Introduction

According to 2021 statistics, colorectal cancer (CRC) is the third most common cancer and is the third leading cause of death among all types of cancer, accounting for about 9% of total cancer mortality in men and 8% in women [1]. Microsatellite instability (MSI) status offers a predictive value in response to adjuvant chemotherapy and overall prognosis in CRC cancer [2, 3]. MSI high (MSI-H) colorectal cancer has a better prognosis, in part because it is more likely to benefit from immunotherapy. The National Comprehensive Cancer Network (NCCN) guidelines recommend MSI testing in all CRC patients [4].

MSI status is usually determined by pathological examination of tumor samples. However, the heterogeneity of MSI status within the tumor tissue or between different sites of the tumor, as well as the heterogeneity during different stages of the tumor treatment process, leads to limitations in histological examination methods. Furthermore, histological evaluation of MSI status is rather complex and may not be achieved in some centers without delay, including the transfer of samples to a specialized center. Around 2% of rectal tumors are MSI-H [5]. It might be helpful to develop a relatively non-invasive and convenient surrogate biomarker to predict MSI status.

Radiomics studies in rectal cancer, using magnetic resonance imaging (MRI) mainly reported about the prediction of treatment efficacy [6, 7], tumor stage [8], tumor metastasis [9, 10], and patient survival [11]. There are few MRI-based radiomics reports predicting MSI status in rectal cancer [12, 13]. These studies were conducted in single centers and lacked external validation. The superiority of the multi-sequence MRI in the prediction of MSI status in CRC patients remains to be confirmed. Therefore, the aim of our study was to develop models based on a single sequence and multiple MRI sequences and to evaluate the generalizability using external validation.

Materials and methods

Patients

From May 2017 to May 2020, a total of 100 rectal cancer patients from hospital I were enrolled as the training dataset and 99 patients from hospital II and hospital III enrolled as the external verification dataset in our study. The inclusion criteria were as follows: (1) histopathological diagnosis of rectal adenocarcinoma; (2) absence of any type of anti-cancer treatments before MRI examination; (3) time interval of less than one week between MRI examination and surgery; (4) complete MRI examination sequences, including T1WI, T2WI, DWI, and CE-T1WI, in particular, DWI sequences with same or similar b values; (5) available MSI status as confirmed by IHC staining. The exclusion criteria were as follows: (1) incomplete clinical data; (2) insufficient MRI image quality or incomplete sequences; (3) lesions whose identification was difficult on MRI images.

Clinical data, including age, gender, location of the tumor (upper, middle, and low), carcinoembryonic antigen (CEA) (normal or abnormal), and carbohydrate antigen-199 (CA199) status (normal or abnormal), were recorded.

MSI status assessment

The MSI status was confirmed by the expression levels of four MMR proteins, namely MLH1, MSH2, MSH6, and PMS2, which were identified by IHC staining. Specimens were fixed by formaldehyde, and they were paraffin-embedded and routinely stained with hematoxylin-eosin (HE). The normal intestinal mucosa and inflammatory cells present in each section were used as internal controls to interpret the IHC staining results. The results were read and confirmed by two experienced pathologists specializing in CRC diagnosis for 10 years. Based on the expression of MMR proteins, the patients were divided into the following two groups: the MS-low/stable (MS-L/S) group (positive staining of four MMR proteins) and the MSI-H group (any one of the MMR proteins was negative).

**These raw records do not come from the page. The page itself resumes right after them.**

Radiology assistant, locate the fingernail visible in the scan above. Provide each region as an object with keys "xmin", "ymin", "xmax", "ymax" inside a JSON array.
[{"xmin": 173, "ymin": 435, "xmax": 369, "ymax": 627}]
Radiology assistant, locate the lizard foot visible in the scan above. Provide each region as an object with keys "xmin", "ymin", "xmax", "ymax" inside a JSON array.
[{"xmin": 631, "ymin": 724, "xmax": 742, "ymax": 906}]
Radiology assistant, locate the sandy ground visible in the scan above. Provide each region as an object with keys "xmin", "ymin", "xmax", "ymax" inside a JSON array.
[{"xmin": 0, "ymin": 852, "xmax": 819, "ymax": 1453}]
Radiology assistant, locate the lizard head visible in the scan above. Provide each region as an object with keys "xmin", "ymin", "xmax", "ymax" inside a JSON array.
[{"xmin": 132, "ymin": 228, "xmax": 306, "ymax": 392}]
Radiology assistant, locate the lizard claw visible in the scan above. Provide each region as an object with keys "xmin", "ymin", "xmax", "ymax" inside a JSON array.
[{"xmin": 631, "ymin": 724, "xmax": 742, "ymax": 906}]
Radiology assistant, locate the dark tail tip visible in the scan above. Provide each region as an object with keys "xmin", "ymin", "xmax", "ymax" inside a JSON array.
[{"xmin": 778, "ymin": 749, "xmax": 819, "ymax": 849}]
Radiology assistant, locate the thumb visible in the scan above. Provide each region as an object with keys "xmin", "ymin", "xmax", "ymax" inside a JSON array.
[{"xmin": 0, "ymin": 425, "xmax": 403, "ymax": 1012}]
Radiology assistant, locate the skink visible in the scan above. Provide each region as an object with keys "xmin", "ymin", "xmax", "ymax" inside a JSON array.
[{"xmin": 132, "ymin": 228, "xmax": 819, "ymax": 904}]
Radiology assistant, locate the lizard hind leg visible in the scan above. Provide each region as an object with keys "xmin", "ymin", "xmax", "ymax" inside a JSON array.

MRI protocol, preprocessing, and segmentation

MRI protocol

All MRI examinations on the enrolled patients were performed using a 1.5-T scanner (Optima or Signa, GE Medical Systems). The imaging sequences included fast spin echo T1-weighted sequence, T2-weighted sequence, DWI, and contrast enhancement. Imaging acquisitions of the sequences used in the research are described in Appendix E1.

Tumor segmentation

The Dr. Wise Multimodal Research Platform (https://keyan.deepwise.com,V1.6.2) (Beijing Deepwise & League of PHD Technology Co., Ltd.) was used for radiomics analysis, which included image annotation, feature extraction and selection, and model construction. Among them, the feature extraction module was implemented with the open-source PyRadiomics library.

(https://github.com/Radiomics/pyradiomics). The workflow of the radiomics model construction and validation is shown in Fig. 1.

Fig. 1
figure 1

Schematic shows the workflow for this study

All images were processed in the original DICOM format and transferred to a post-processing workstation, where two experienced abdominal radiologists manually annotated the lesion in the original image to obtain a 3D volumetric map of the ROI for feature extraction and quantification. Tumors were delineated along the border of the lesion in the images of each sequence (Fig. 2), covering the surrounding burrs while excluding the bowel contents and adjacent mesenteric fat tissue, as well as the non-invaded rectal wall. Both radiologists were blinded to the MSI status. A discrepancy was then resolved by discussion and consensus. Additionally, a total of 30 patients were randomly selected to evaluate the intra-reader and inter-reader agreement. Reader 1 performed the segmentation of the 30 tumors twice with a 1-month interval. Reader 2 performed the segmentation of the 30 tumor features once. Features with an inter-class correlation coefficient > 0.75 and an intra-reader correlation coefficient > 0.75 were considered to be satisfactory agreement and then were selected for further analysis.

Fig. 2
figure 2

Axial T1WI, T2WI, DWI, and CE-T1WI MR images of rectal cancer with MS-L/S type (a–d) and MSI-H type (eh) and the corresponding manually region of interest (ROI)

Feature extraction

For images with different resolutions, resampling was performed for image pre-processing using B-spline interpolation and all images were resampled to the same resolution [1]. The image gray-scale values were normalized. The normalization procedure was based on the following mathematical formula:

$$ f(x)=\frac{s\left[x-\mu (x)\right]}{\sigma (x)}, $$

where f(x) is the normalized image density, x is the original image density, μ(x) is the mean image density value, σ(x) is the SD of image density, and s is the scaling factor, which was 100 in this study. The absolute gray-level discretization with fixed bin size (FBS) was set to 5 as previous studies suggested [14].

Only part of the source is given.